The former secretary of state turned US climate emissary was the first official from President Joe Biden's administration to visit China, signalling hopes the two sides could work together on the global challenge despite sky-high tensions on multiple other fronts.
"China attaches importance to carrying out dialogue and cooperation on climate change with the US side," said Vice Premier Han Zheng, according to state news agency Xinhua.
"China welcomes the US return to the Paris agreement, and expects the US side to uphold the agreement, shoulder its due responsibilities and make due contributions," Han said after virtual talks with Kerry, who visited Shanghai where he met his Chinese counterpart.
Chinese foreign ministry spokeswoman Hua Chunying was more blunt on Twitter as she highlighted the US withdrawal from the Paris accord under former president Donald Trump.
Biden immediately returned to the deal and next week holds a virtual summit of world leaders on climate.
"Its return is by no means a glorious comeback but rather a truant getting back to class," Hua said of the United States.
She pressed the United States to "offer how it will make up for the lost four years" including payments to the UN-backed Green Climate Fund, which provides support to developing countries worst hit by climate change.
Biden is expected next week to announce new US targets on reducing carbon emissions as part of the summit amid mounting global alarm over record-breaking temperatures and increasingly frequent natural disasters.
Kerry and other Biden administration officials have said that it is vital to work on climate with China -- by far the largest carbon emitter at nearly 30 percent of the global total.

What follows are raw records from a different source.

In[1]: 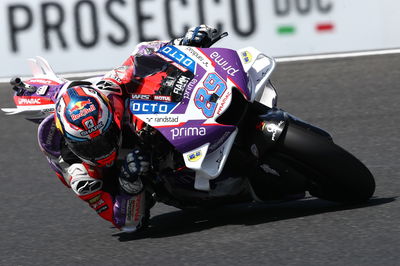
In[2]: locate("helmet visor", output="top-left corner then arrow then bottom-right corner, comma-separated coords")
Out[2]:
65,123 -> 121,161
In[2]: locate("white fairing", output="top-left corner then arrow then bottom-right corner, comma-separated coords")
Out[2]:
183,47 -> 277,191
237,47 -> 277,108
183,129 -> 238,191
1,56 -> 68,119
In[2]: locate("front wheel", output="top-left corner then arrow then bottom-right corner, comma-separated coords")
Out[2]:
276,120 -> 375,203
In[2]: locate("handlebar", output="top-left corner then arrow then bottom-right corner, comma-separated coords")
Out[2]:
10,77 -> 37,95
204,32 -> 229,48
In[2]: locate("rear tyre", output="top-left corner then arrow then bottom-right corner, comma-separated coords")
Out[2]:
277,120 -> 375,203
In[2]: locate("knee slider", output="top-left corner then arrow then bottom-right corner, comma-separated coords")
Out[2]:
68,163 -> 103,196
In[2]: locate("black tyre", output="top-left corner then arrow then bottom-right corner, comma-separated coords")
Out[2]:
277,119 -> 375,203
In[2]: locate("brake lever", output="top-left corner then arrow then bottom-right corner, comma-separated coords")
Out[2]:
204,32 -> 229,48
10,77 -> 37,96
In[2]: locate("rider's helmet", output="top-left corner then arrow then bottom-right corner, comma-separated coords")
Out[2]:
55,86 -> 121,167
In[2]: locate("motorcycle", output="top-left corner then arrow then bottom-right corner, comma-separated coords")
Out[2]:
2,35 -> 375,212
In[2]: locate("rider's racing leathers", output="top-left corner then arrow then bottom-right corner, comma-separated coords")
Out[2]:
38,25 -> 215,232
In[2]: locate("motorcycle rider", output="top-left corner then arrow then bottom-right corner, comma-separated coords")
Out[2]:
38,25 -> 217,232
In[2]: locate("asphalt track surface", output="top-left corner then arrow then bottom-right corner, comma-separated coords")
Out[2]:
0,55 -> 400,266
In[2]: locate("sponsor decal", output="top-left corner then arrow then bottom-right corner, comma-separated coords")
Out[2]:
80,120 -> 104,136
18,98 -> 42,105
130,100 -> 176,115
27,79 -> 60,85
217,92 -> 232,115
187,151 -> 202,162
46,123 -> 56,145
131,94 -> 151,100
36,85 -> 49,96
154,116 -> 179,123
174,76 -> 190,95
183,79 -> 198,99
194,73 -> 227,118
88,194 -> 101,204
241,51 -> 253,64
14,96 -> 54,105
171,127 -> 207,140
262,120 -> 285,141
210,52 -> 239,77
208,132 -> 231,151
153,95 -> 172,102
215,147 -> 225,168
131,94 -> 172,102
186,46 -> 210,68
96,205 -> 108,214
159,45 -> 196,73
90,199 -> 104,209
70,100 -> 96,121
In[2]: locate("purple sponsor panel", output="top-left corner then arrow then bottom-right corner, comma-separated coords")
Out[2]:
172,64 -> 206,114
201,48 -> 251,99
158,120 -> 236,153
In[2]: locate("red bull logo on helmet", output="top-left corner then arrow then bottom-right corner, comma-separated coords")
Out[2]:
70,100 -> 96,121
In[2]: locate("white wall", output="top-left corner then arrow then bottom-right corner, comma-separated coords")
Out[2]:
0,0 -> 400,77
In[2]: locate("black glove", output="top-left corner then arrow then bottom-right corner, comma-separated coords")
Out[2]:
119,149 -> 150,195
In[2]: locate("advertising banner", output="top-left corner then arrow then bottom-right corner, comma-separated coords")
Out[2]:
0,0 -> 400,77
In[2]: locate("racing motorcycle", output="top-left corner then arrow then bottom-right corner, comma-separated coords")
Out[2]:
3,35 -> 375,209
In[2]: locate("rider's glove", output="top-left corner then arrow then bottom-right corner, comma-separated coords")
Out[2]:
181,24 -> 218,47
119,149 -> 150,195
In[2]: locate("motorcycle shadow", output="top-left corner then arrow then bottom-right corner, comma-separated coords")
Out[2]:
113,197 -> 397,242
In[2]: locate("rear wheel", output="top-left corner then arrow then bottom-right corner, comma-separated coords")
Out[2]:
277,120 -> 375,202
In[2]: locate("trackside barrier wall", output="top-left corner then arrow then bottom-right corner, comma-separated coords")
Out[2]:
0,0 -> 400,77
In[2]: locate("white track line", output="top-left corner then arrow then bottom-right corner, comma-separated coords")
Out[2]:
0,49 -> 400,83
275,49 -> 400,63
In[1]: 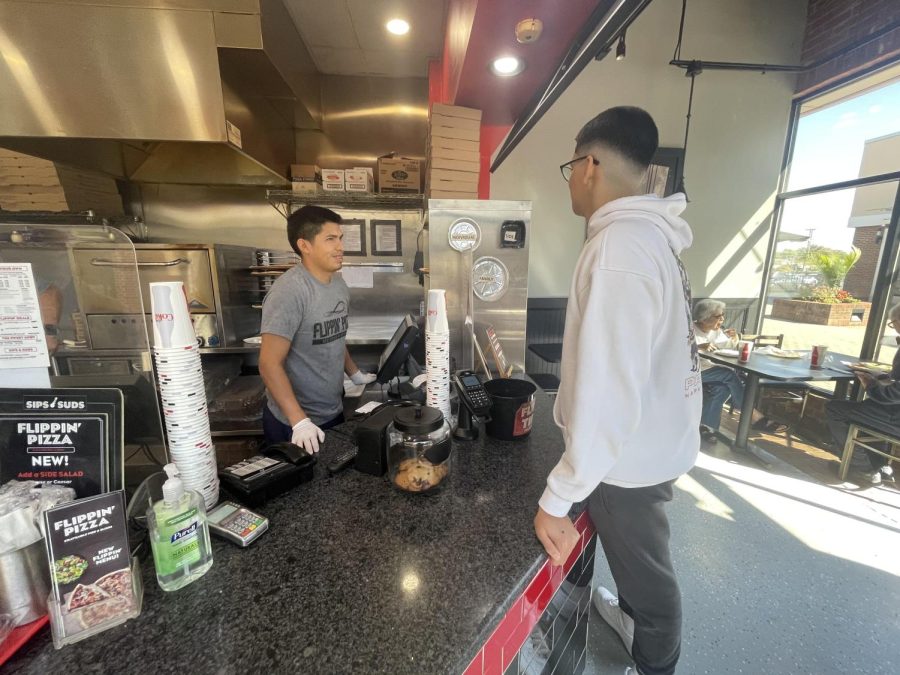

If the United States refuses to work with China on climate because of other disagreements, "you're just killing yourself," Kerry told CNN before his trip to Shanghai.
His trip comes despite little prospect seen for broader US-China talks following a tense meeting between top foreign policy officials of the two countries last month in Alaska.
The United States, both under Biden and Trump, has pressed China over alleged intellectual property theft, its assertive military moves in Asia and crackdowns on rights in Hong Kong, Xinjiang and Tibet.